10. TERMINATION OF MEMBERSHIP
10.1 Termination – This Agreement shall terminate in the following cases:
10.1.1 At any time, upon receipt by the Corporation of a written notice from the Member stating his intention to terminate the agreement;
10.1.2 On expiry of the Term, if the Member does not renew the Membership in accordance with the terms and conditions set forth herein; and
10.1.3 In the event of dissolution of the Corporation or cessation of its Activities for any reason whatsoever.
For greater certainty, the Parties covenant that in the event that the Agreement is terminated before the end of the Term, in accordance with the terms and conditions set forth above, any amount paid by the Member as a Fee shall not be reimbursed.
11. MISCELLANEOUS
11.1 Notices – Any notice or communication under this Agreement must be in writing and shall be validly given if sent by email to the following addresses:
For the Corporation
The Barrel Hunter Club Inc.
C/O Mr. David Racicot
Email: dracicot@barrelhunterclub.com
For the Member
To the email address entered by the Member here in above
Any communication shall be sent to the address of the addressee mentioned above or to any other address of which a party may inform the others from time to time there after.
11.2 Transferability – The rights and obligations of the Member under the Agreement may not be shared, transferred or assigned to anyone else.
11.3 Governing Law– This Agreement shall be governed by and construed in accordance with the laws of the Province of Ontario and the laws of Canada applicable therein; only the courts of Ontario shall have jurisdiction.
11.4 Entire Agreement– This Agreement constitutes the entire agreement between the parties with respect to the subject matter hereof and cancels and supersedes any prior understandings and agreements between them with respect to the matters addressed herein. There are no representations, warranties, forms, conditions, undertakings or collateral agreements, express, implied or statutory between the parties other than as expressly set forth in this Agreement.

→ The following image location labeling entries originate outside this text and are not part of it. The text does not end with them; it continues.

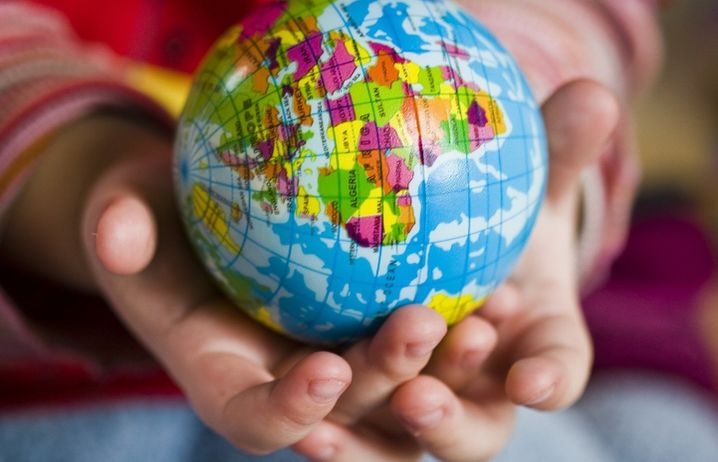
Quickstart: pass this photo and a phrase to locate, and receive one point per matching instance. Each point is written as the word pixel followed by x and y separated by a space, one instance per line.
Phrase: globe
pixel 337 160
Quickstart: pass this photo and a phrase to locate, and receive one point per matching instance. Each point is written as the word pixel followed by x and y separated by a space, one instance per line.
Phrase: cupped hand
pixel 261 391
pixel 528 346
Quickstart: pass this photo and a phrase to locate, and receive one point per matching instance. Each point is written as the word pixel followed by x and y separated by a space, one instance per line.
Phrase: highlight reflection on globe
pixel 337 160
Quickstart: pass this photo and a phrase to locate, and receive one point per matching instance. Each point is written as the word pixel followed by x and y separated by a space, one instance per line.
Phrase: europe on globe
pixel 339 159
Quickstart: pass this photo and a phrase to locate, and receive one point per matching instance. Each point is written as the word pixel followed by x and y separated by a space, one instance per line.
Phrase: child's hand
pixel 543 355
pixel 113 227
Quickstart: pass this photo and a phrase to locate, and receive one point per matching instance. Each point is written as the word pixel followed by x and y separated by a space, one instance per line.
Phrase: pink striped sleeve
pixel 47 79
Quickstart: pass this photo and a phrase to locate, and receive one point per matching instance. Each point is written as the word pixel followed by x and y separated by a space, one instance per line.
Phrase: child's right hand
pixel 113 227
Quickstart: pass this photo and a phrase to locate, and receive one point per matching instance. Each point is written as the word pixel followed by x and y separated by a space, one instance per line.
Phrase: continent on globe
pixel 338 159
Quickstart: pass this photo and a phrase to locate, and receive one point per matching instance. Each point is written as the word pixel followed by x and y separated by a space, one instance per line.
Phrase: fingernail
pixel 472 359
pixel 417 423
pixel 326 453
pixel 326 390
pixel 546 394
pixel 420 349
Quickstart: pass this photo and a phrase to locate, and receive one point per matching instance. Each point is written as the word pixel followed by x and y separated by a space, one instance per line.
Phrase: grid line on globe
pixel 339 159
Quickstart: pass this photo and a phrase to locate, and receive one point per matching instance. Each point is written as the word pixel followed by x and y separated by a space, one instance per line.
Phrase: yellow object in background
pixel 168 88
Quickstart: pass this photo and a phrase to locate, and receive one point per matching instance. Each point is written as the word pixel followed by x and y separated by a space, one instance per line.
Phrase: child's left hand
pixel 543 355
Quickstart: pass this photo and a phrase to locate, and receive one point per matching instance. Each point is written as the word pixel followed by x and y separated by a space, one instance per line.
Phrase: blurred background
pixel 678 120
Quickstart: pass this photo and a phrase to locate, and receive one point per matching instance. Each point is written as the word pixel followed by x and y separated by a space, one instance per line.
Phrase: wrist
pixel 615 43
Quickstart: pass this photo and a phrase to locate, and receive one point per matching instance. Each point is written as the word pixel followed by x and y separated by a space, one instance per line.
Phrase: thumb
pixel 581 117
pixel 126 237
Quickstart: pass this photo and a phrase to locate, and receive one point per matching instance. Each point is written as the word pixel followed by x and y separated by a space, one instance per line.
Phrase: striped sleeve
pixel 47 79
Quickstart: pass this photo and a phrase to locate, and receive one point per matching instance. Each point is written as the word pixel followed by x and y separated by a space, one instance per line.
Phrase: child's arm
pixel 91 206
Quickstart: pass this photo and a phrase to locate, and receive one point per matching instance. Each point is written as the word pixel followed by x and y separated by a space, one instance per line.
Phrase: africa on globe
pixel 339 159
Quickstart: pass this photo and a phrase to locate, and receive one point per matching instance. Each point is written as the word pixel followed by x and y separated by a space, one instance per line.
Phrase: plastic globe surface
pixel 337 160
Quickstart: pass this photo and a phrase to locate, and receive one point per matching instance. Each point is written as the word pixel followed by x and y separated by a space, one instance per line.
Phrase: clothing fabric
pixel 622 418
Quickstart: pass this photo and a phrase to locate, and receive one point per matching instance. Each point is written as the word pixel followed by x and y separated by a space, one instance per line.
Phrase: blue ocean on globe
pixel 337 160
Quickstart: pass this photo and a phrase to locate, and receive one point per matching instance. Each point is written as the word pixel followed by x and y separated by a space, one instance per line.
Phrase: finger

11.5 Amendments and Waivers– No amendment to this Agreement shall be valid or binding unless set forth in writing and duly executed by both parties. No waiver of any breach of any provision of this Agreement shall be effective or binding unless made in writing and signed by the party purporting to give the same and, unless provided in the written waiver, shall be limited to the specific breach waived.
11.6 Severability– If any provision of this Agreement is determined to be invalid or unenforceable in whole or in part, such invalidity or unenforceability shall attach only to such provision or part thereof and the remaining part of such provision and all other provisions hereof shall continue in full force and effect.